The Supreme Court on Tuesday said that tax deduction at source is not applicable to Indian companies for the amount paid for the use or re-sale of computer software to foreign software manufacturers and suppliers through end-user license agreements (EULA).
In a relief to Indian buyers, Justice Rohinton F. A three-judge bench headed by Nariman held that the consideration paid by him for the use or sale of computer software could not be considered to be the payment of “royalties for the use of copyrights in computer software”. .
Justice Nariman’s 223-page decision will affect software majors such as IBM India Limited, Sasken Communications Tech Limited, Sonata Information Technology, Rational Software Corporation India Limited, Samsung Electronics and the Engineering Analysis Center of Excellence Private Limited. Limited
The decision was based on cross appeals filed by revenue officials and assessing alike the question of whether the money paid by Indian buyers to foreign, “non-resident” software suppliers amounted to a royalty, and thus, a tax deduction under the source Source for Income Tax Act.
Justice Nariman argued that royalties are paid only for the exclusive use of the copyright of a work.
Here, computer software is sold as a CD to an Indian buyer under a non-exclusive license. Then, the Indian buyer only gets the right to use the software. He does not get any copyright on the software. Therefore, the amount paid for computer software from a foreign manufacturer does not qualify as royalty for which tax should be deducted at source.
“When, under a non-exclusive license, an end-user gets the right to use computer software as a CD, the end-user only gets the right to use the software and nothing more . The end-user does not get any rights, which the owner continues … It is wrong to say that when a copyrighted article is sold, the end-user gets the right to use the intellectual property rights embodied in the copyright. Is therefore the amount of transfer of an exclusive right of the owner of the copyright in the work, ”Justice Nariman pointed out.
The court argued that the EULA imposes restrictive conditions on the Indian end-user for the use of a product and does not participate with any interest for any right under the Copyright Act.
“Royalty from any type of imagination cannot be paid for such computer software amount … The conclusion is that when computer software is licensed for use under an EULA, what is licensed is also copyrighted.
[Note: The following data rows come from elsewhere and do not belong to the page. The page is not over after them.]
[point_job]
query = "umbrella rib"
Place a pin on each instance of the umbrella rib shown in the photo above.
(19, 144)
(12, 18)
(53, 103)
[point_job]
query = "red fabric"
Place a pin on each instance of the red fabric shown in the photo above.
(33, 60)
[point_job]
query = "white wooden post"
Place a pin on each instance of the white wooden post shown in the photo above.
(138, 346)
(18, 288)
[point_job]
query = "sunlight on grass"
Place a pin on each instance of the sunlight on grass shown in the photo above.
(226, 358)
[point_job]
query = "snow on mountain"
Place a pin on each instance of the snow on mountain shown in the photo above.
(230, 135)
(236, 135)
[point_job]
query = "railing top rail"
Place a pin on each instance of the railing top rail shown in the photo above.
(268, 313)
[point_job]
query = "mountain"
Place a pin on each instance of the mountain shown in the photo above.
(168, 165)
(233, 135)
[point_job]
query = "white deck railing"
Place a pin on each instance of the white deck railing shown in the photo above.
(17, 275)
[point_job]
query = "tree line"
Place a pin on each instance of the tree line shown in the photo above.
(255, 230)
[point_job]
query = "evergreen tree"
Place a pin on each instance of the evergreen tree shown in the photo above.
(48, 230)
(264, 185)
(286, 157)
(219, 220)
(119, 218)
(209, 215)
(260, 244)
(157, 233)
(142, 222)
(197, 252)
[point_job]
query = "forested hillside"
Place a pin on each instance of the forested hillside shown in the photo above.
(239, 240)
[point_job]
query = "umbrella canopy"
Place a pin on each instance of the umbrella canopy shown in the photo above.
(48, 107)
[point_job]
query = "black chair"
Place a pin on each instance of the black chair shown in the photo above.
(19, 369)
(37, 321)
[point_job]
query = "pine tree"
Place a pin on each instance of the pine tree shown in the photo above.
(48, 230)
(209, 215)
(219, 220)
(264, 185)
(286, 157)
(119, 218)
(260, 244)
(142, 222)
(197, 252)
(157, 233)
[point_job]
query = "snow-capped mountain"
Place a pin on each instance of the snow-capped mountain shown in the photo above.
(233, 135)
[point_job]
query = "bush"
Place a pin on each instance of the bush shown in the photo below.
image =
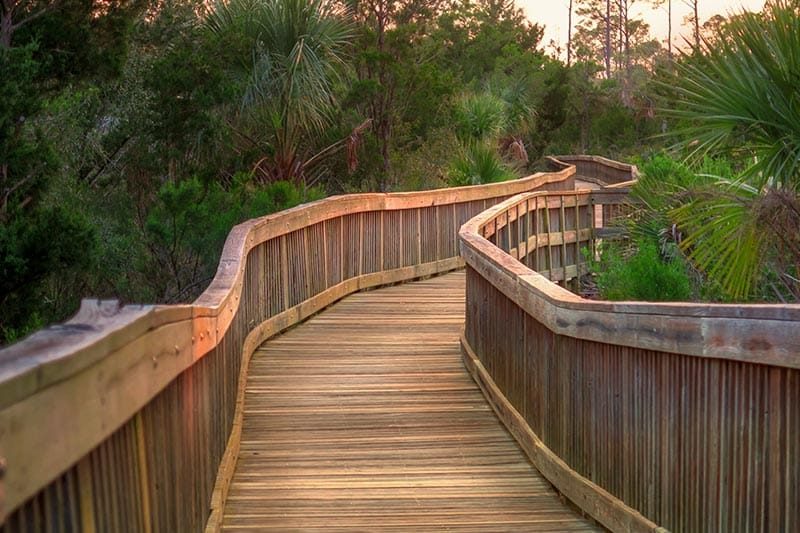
(479, 164)
(643, 275)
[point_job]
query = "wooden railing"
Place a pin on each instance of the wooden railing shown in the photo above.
(129, 418)
(599, 170)
(679, 415)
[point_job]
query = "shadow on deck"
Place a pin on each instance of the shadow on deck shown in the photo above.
(365, 418)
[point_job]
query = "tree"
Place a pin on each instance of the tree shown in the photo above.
(388, 30)
(740, 102)
(299, 58)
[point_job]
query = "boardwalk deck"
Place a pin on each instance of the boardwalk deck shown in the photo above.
(363, 418)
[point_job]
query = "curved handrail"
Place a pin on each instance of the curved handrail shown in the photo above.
(658, 407)
(145, 401)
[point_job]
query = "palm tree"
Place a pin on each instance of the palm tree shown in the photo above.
(299, 57)
(741, 102)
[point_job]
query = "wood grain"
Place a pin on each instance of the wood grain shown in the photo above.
(364, 418)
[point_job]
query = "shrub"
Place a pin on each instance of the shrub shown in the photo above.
(641, 273)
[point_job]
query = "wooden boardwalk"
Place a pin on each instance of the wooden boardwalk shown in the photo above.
(363, 418)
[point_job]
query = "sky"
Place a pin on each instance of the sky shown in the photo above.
(553, 15)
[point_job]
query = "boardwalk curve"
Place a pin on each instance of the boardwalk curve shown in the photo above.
(365, 418)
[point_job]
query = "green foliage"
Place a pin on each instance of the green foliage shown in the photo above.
(479, 164)
(33, 247)
(641, 273)
(188, 223)
(740, 96)
(479, 117)
(299, 57)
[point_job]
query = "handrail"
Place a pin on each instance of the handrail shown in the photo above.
(679, 414)
(129, 417)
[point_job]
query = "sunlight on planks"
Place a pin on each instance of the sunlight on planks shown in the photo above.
(363, 418)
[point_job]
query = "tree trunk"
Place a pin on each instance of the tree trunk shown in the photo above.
(669, 29)
(608, 39)
(569, 35)
(6, 25)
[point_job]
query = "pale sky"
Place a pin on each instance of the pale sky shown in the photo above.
(553, 15)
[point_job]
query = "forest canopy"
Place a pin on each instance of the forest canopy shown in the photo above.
(135, 133)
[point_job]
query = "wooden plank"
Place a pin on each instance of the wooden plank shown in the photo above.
(364, 418)
(593, 499)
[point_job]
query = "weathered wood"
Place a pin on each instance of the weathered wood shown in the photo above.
(591, 498)
(106, 366)
(685, 414)
(364, 418)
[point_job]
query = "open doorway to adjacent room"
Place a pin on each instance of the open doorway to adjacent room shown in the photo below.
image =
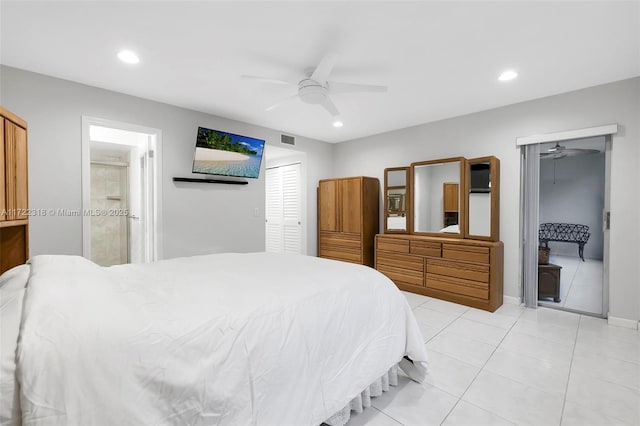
(572, 225)
(285, 201)
(564, 205)
(120, 192)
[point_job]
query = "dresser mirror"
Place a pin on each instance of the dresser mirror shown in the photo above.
(483, 206)
(438, 201)
(396, 199)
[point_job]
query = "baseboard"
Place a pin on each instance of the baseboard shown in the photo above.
(511, 300)
(622, 322)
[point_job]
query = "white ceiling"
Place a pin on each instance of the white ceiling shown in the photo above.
(439, 59)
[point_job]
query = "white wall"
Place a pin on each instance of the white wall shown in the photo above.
(494, 132)
(575, 195)
(197, 218)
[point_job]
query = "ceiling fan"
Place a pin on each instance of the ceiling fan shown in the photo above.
(560, 151)
(316, 87)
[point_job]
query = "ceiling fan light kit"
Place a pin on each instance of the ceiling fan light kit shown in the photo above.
(558, 151)
(316, 88)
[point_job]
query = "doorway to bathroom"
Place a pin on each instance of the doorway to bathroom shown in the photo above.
(120, 192)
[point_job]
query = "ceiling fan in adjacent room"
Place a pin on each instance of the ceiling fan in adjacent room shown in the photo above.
(316, 87)
(560, 151)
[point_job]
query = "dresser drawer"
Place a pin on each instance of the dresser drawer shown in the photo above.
(458, 286)
(402, 275)
(338, 253)
(464, 270)
(393, 244)
(331, 239)
(425, 248)
(465, 252)
(405, 261)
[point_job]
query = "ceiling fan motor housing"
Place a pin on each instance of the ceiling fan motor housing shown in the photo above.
(312, 92)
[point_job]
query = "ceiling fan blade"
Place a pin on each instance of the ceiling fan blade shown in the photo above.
(267, 80)
(282, 101)
(330, 106)
(322, 71)
(338, 87)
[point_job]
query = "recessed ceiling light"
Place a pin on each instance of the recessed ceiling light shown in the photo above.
(508, 75)
(128, 57)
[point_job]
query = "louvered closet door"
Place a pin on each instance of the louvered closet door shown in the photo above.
(284, 210)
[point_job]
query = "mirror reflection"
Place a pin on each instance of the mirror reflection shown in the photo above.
(436, 204)
(396, 200)
(479, 208)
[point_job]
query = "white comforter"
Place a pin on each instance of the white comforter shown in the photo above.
(225, 339)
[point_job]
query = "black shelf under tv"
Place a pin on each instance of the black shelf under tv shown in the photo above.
(209, 180)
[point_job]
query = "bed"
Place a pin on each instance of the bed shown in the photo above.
(225, 339)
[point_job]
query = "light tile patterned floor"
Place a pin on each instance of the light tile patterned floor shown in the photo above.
(580, 284)
(515, 366)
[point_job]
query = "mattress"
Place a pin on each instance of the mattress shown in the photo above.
(221, 339)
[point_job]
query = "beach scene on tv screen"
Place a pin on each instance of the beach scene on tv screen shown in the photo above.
(221, 153)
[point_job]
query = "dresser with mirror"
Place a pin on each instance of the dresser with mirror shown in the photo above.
(441, 230)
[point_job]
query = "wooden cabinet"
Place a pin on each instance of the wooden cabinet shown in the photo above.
(348, 218)
(14, 221)
(464, 271)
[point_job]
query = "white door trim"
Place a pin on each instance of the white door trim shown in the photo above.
(608, 129)
(88, 121)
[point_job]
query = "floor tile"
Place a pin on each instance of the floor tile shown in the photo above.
(610, 399)
(547, 376)
(551, 316)
(560, 334)
(446, 307)
(609, 348)
(416, 404)
(511, 310)
(599, 328)
(450, 374)
(610, 369)
(465, 414)
(477, 331)
(581, 415)
(514, 401)
(462, 348)
(371, 417)
(537, 347)
(432, 318)
(496, 319)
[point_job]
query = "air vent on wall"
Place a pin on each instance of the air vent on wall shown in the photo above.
(289, 140)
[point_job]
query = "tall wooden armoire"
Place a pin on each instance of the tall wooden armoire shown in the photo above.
(14, 200)
(348, 218)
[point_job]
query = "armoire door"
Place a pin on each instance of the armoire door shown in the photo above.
(15, 170)
(328, 205)
(351, 205)
(3, 206)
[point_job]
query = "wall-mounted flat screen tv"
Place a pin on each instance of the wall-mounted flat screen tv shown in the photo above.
(480, 177)
(227, 154)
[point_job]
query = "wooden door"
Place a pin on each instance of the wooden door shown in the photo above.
(3, 205)
(16, 170)
(351, 205)
(328, 205)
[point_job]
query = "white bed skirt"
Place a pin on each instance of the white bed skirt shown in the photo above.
(363, 399)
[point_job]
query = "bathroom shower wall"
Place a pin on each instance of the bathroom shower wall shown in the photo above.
(109, 234)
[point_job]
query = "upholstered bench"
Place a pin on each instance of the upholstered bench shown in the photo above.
(564, 233)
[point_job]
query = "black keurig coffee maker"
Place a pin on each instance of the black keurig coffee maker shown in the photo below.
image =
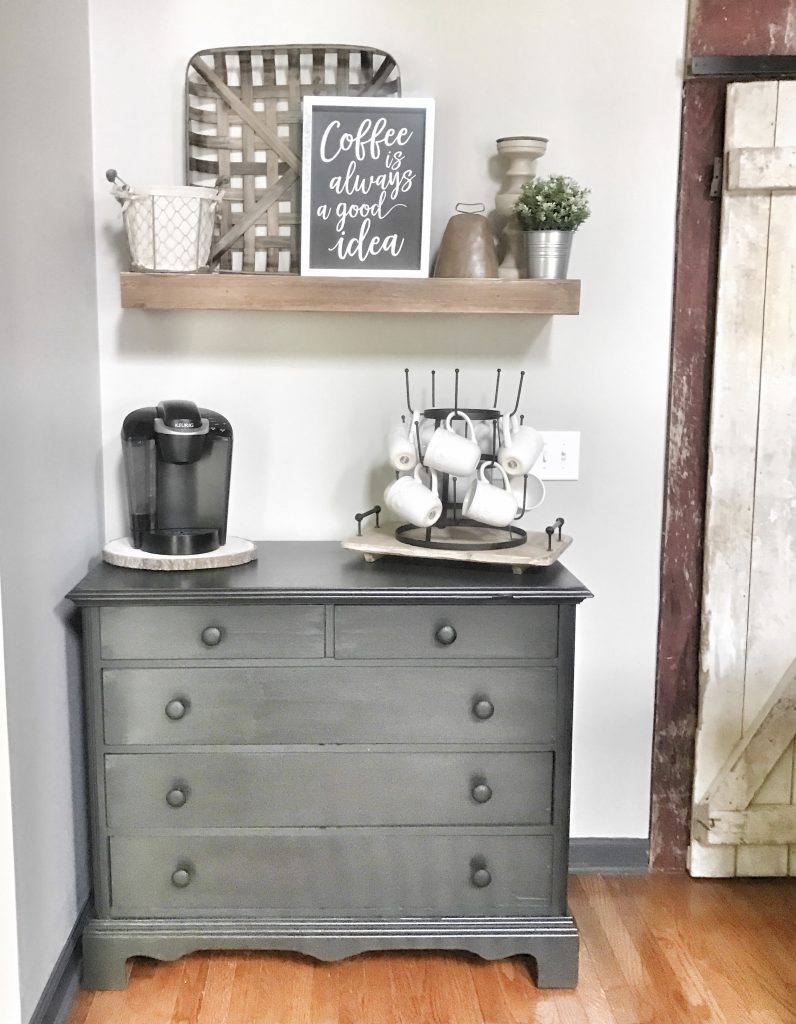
(177, 460)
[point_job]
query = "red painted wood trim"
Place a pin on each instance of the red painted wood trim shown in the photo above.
(729, 27)
(692, 361)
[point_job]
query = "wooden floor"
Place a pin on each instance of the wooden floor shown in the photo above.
(655, 949)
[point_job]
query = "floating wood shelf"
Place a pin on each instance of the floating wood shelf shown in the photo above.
(362, 295)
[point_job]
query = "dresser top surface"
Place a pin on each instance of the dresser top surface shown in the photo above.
(303, 570)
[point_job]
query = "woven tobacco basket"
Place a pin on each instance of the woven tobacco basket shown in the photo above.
(243, 123)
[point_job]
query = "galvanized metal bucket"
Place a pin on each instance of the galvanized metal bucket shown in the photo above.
(548, 253)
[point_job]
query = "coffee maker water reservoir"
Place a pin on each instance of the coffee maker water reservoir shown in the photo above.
(177, 461)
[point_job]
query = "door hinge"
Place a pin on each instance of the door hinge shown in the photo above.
(718, 177)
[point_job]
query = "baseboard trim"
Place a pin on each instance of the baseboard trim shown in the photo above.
(610, 856)
(55, 1001)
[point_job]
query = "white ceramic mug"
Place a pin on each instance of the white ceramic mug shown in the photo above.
(412, 500)
(521, 446)
(402, 445)
(451, 453)
(489, 504)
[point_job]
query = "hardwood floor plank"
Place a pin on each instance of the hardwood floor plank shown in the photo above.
(325, 994)
(504, 989)
(151, 994)
(606, 938)
(285, 989)
(218, 987)
(191, 992)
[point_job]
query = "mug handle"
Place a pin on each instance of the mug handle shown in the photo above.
(503, 473)
(530, 508)
(432, 484)
(462, 416)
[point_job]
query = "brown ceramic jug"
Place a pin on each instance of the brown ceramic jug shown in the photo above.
(467, 249)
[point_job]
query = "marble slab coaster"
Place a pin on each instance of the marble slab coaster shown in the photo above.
(235, 552)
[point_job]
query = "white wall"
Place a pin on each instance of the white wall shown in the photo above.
(10, 1008)
(601, 79)
(49, 458)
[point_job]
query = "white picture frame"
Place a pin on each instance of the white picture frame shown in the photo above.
(381, 138)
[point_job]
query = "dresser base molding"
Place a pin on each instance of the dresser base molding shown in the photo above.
(552, 942)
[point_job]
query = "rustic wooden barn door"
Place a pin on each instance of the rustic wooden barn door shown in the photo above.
(745, 779)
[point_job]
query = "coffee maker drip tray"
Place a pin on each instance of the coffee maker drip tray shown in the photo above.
(236, 552)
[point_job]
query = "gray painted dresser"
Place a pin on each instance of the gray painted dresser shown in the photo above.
(315, 754)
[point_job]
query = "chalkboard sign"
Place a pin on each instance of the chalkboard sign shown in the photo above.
(366, 186)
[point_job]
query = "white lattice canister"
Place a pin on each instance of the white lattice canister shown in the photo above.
(169, 229)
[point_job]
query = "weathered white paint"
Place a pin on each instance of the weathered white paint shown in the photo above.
(750, 566)
(731, 463)
(759, 751)
(761, 169)
(753, 829)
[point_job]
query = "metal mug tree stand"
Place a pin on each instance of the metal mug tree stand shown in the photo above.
(453, 531)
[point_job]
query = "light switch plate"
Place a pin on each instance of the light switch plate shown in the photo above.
(561, 456)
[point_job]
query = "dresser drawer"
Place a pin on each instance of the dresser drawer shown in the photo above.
(332, 871)
(213, 632)
(329, 705)
(446, 631)
(328, 787)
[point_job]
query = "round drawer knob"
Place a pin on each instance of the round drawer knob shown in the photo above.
(484, 709)
(480, 878)
(446, 635)
(175, 710)
(181, 878)
(177, 797)
(211, 636)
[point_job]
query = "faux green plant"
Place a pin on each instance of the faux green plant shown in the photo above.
(551, 204)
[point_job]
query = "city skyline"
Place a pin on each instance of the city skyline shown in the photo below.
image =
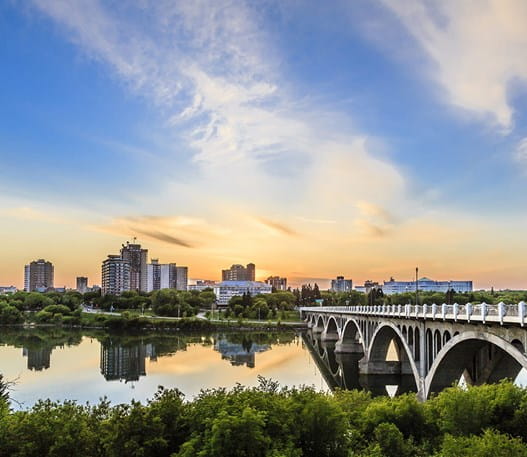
(360, 139)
The right to use is completely wrong, Justice Nariman observed.
The judge made a simple illustration to illustrate his point. “An obvious example is the buyer of a book or a CD / DVD, who becomes the owner of the physical article, but does not become the owner of the copyright contained in the work, remaining exclusively with the copyright owner,” he wrote .
The decision covers four categories of purchase and use of foreign computer software.
They include cases in which computer software is purchased directly from end-users resident in India from a foreign, non-resident supplier or manufacturer. Second, cases in which resident Indian companies purchase computer software from foreign or non-resident suppliers or manufacturers and then convey the same to Indian resident users.
The third category concerns cases in which the distributor is a foreign, non-resident vendor who, after purchasing the software from a foreign, non-resident vendor, is similar to resident Indian distributors or end-users.
The last and fourth include cases in which computer software is pasted onto hardware and sold as an integrated unit / device to foreign distributors, non-resident suppliers to Indian distributors or end users.